After about two more months, the team has completed its production version of the program. It consists of about 2,500 lines of code. When tested it seems to satisfy most of the original specifications. It has omitted on or two features, and is very fussy about the format of its input data. However the company decides to install the program. They can always train their data-entry staff to enter data in the strict format required. The program is handed over to some maintenance programmers to eventually incorporate the missing features.


At first Charles’s supervisor was impressed. But as he read through the source code, he realized that the project was really much simpler than he had originally thought. It now seemed apparent that this was not much of a challenge even for a beginning programmer.

Charles did produce about 5 lines of code per day. This is perhaps a little above average. However, considering the simplicity of the program, it was nothing exceptional. Also his supervisor remembered his two months of goofing off.

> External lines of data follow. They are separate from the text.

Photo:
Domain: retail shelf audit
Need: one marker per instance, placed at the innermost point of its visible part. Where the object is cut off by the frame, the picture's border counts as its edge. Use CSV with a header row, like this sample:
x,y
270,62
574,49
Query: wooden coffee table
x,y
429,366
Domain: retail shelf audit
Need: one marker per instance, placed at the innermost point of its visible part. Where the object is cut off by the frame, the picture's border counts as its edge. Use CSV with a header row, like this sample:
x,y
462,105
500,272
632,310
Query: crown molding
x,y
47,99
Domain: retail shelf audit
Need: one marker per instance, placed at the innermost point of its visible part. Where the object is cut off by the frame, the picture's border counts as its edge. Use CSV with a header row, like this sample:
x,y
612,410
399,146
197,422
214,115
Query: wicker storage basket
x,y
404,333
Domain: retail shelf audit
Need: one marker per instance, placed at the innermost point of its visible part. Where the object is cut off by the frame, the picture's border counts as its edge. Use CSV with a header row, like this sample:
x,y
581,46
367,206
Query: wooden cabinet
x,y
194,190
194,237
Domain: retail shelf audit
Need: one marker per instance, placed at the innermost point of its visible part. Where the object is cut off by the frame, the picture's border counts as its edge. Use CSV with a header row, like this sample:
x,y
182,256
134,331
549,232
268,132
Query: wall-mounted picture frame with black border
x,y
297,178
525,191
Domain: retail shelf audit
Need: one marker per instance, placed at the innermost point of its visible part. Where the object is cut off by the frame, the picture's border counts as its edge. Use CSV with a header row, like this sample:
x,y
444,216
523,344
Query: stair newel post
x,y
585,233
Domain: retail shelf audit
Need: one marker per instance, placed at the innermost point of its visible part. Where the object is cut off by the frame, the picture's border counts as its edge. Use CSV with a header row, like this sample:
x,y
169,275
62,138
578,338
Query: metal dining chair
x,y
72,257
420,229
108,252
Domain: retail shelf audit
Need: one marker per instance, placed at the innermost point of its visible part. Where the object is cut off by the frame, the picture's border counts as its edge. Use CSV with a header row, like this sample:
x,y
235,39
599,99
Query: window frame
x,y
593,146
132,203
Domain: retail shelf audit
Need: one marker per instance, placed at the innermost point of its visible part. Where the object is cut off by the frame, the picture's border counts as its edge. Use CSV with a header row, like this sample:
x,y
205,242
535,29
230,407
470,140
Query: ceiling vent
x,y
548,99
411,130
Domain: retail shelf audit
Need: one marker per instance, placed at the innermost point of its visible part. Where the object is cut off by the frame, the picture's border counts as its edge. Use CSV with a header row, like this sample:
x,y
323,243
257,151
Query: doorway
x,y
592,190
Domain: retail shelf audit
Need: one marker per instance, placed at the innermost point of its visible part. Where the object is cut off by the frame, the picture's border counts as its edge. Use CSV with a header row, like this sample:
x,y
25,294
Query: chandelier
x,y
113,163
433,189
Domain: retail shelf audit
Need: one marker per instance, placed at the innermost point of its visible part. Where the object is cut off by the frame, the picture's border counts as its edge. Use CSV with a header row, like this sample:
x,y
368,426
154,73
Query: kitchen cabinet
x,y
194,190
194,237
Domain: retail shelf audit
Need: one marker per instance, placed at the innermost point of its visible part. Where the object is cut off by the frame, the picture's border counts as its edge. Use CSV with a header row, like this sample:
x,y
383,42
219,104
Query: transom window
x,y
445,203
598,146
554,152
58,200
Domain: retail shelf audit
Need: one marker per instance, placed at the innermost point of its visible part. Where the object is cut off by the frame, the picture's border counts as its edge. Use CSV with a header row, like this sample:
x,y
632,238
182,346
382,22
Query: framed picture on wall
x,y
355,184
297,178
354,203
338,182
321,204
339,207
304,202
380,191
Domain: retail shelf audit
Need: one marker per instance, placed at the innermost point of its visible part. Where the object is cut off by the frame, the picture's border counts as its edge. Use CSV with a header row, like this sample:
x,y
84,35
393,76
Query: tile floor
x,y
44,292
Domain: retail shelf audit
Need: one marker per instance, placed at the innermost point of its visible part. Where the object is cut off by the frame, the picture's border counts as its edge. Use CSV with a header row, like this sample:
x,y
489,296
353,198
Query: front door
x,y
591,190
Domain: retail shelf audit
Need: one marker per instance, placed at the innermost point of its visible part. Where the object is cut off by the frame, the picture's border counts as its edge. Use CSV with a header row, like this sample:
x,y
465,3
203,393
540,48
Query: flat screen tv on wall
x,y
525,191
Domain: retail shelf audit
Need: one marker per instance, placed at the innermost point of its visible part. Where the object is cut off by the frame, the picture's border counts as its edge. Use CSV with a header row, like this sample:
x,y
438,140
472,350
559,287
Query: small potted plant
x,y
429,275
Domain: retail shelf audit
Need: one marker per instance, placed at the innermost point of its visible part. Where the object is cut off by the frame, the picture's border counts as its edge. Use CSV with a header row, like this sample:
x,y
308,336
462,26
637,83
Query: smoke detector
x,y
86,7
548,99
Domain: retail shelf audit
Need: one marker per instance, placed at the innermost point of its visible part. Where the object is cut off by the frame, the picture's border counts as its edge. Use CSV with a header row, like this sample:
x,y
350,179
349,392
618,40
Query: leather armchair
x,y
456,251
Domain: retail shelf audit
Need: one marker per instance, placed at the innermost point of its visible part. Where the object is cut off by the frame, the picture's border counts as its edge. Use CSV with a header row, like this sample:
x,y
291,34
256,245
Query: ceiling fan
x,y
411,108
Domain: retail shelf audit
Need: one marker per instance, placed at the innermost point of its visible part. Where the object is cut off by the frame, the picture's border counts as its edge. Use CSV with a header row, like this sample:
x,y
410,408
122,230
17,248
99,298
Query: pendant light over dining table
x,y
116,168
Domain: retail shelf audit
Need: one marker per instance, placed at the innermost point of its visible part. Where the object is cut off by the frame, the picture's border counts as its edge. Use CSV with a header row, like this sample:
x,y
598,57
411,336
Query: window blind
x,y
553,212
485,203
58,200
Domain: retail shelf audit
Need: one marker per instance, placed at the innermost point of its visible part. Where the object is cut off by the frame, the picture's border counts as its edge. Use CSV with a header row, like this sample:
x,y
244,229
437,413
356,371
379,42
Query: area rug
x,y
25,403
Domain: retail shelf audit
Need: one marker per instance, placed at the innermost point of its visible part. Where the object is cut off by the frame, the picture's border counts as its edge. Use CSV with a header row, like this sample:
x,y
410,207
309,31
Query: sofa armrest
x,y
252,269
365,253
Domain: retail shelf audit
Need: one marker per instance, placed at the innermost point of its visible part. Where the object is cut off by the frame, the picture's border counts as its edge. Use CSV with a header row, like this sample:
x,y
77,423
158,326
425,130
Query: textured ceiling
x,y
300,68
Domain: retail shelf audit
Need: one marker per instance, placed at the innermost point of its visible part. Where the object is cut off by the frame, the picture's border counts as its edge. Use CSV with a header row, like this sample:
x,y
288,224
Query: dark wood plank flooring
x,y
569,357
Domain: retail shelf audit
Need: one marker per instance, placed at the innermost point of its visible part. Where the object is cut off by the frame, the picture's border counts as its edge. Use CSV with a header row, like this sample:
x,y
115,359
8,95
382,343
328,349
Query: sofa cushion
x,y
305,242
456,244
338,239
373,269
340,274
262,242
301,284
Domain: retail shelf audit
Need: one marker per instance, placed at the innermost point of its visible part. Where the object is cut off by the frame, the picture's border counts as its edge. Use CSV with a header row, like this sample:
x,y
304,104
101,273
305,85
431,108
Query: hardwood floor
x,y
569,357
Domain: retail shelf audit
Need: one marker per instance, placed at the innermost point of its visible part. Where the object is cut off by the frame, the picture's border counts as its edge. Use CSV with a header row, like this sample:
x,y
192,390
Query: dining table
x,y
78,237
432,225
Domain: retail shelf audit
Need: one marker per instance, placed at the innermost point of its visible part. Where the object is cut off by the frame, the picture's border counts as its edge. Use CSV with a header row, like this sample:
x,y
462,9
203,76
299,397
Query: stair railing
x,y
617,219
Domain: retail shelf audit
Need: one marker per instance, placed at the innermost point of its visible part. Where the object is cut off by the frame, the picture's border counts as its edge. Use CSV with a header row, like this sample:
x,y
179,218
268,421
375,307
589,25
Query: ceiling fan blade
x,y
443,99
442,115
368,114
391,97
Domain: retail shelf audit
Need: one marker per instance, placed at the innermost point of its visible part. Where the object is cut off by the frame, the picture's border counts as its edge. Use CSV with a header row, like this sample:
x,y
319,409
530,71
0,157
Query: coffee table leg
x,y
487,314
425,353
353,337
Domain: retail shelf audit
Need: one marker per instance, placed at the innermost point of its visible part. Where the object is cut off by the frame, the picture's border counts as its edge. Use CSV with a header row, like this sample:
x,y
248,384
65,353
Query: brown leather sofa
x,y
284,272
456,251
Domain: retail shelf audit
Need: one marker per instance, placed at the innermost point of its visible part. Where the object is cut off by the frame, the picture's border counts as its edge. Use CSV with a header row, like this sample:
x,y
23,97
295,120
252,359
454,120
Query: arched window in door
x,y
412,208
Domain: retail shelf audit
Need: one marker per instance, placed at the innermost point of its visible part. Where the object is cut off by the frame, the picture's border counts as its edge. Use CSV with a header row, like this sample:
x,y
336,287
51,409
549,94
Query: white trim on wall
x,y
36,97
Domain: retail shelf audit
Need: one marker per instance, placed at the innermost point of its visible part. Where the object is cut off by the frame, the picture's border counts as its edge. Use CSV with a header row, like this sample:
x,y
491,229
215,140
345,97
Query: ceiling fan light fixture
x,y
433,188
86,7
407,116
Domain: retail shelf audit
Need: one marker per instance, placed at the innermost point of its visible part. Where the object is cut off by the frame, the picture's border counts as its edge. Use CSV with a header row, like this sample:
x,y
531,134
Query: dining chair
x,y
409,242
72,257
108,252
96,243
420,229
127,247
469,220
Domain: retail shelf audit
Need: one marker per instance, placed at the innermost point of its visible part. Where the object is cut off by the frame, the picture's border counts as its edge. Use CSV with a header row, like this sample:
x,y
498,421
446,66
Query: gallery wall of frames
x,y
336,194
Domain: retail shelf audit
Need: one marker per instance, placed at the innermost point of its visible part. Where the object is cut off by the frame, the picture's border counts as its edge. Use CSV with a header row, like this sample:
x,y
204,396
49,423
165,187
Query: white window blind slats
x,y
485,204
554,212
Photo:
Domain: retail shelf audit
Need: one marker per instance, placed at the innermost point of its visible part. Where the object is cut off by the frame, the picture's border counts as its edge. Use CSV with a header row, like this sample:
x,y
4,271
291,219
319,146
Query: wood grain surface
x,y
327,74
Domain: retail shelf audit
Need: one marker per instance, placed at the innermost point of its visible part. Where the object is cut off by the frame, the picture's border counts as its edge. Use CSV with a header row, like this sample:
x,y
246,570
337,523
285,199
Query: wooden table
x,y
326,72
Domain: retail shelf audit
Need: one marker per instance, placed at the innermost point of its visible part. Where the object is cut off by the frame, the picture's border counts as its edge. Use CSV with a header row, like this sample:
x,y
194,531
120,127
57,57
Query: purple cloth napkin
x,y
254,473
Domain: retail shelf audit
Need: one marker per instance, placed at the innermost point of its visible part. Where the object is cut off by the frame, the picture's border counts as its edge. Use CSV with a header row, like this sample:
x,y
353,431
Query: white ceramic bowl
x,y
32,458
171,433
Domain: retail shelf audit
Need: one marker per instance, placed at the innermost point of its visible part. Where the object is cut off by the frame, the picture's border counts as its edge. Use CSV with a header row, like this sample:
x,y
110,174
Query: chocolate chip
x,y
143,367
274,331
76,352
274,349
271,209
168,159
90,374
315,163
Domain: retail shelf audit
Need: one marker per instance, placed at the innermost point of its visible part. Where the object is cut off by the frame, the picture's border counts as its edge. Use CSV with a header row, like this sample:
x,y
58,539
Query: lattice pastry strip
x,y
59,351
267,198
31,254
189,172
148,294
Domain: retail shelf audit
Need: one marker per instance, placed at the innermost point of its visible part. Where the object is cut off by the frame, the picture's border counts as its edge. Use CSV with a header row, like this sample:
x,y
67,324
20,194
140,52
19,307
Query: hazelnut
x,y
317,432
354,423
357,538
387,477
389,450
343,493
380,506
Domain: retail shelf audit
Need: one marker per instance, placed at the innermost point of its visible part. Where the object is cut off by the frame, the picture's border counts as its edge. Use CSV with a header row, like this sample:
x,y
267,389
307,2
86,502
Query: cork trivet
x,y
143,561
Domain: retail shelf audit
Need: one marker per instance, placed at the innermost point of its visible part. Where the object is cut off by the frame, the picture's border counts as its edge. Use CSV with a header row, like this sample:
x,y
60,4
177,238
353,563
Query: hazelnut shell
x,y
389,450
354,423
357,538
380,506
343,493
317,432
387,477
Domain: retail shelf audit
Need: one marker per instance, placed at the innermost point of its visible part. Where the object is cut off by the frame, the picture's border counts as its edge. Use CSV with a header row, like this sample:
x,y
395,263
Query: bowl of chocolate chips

At his next salary review Charles was given a raise which was about half the inflation over the period. He was not given a promotion. After about a year he became discouraged and left Consolidated.

At Automated, Alan was complimented for completing his project on schedule. His supervisor looked over the program. With a few minutes of thumbing through he saw that the company standards about structured programming were being observed. He quickly gave up attempting to read the program however; it seemed quite incomprehensible. He realized by now that the project was really much more complex that he had originally assumed, and he congratulated Alan again on his achievement.

The team had produced over 3 lines of code per programmer per day. This was about average, but, considering the complexity of the problem, could be considered to be exceptional. Alan was given a hefty pay raise, and promoted to Systems Analyst as a reward for his achievement.

Commentary from Tim Mensch

I was once a young but smart programmer, and this story strongly resonated with me. Even early in my career I could accomplish things that more senior developers were challenged by. At my very first job (as a game developer), I created code in a few days that my manager said felt better (in a physics sense) than a more experienced developer had been able to accomplish after months of tweaking. At my second job I optimized a tool written by a senior developer with 10+ years of experience on me so that it would take only a fraction of a second instead of minutes to accomplish a task. My whole career has been highlighted by a series of anecdotes like these.

In my years of development and learning since I started coding, I’ve realized that experience does matter. But so does underlying skill. In fact, as in the parable above, the underlying skill can matter more than the experience, and I think that fact is lost on much of the current generation of developers.

That said, I’ve also fallen into a trap on occasion where I’ve been in the shoes of the second developer, creating a system that was more complex than it needed to be. Just because I see a complex solution that I know I can achieve doesn’t mean that I’ve found the best solution, and I need to remind myself of that fact from time to time.

So I try to strike a compromise, and question even my own solutions, looking for ways to improve them and simplify them. I’ve been accused of spending more time thinking about a problem than it would have taken to just solve it the obvious way, in hopes of finding a cleaner way to solve the problem. The time spent thinking doesn’t feel as much like “work,” and it allows me to produce a better result when I’m done – less code that’s more robust, extendable, and easier to read.

Which is why I think the parable above is so important. Experience is important, but skill at both design and implementation can trump experience, and if you have experience and skill, you can accomplish relative miracles. As long as you continue to question your assumptions, and don’t just assume your first design is perfect.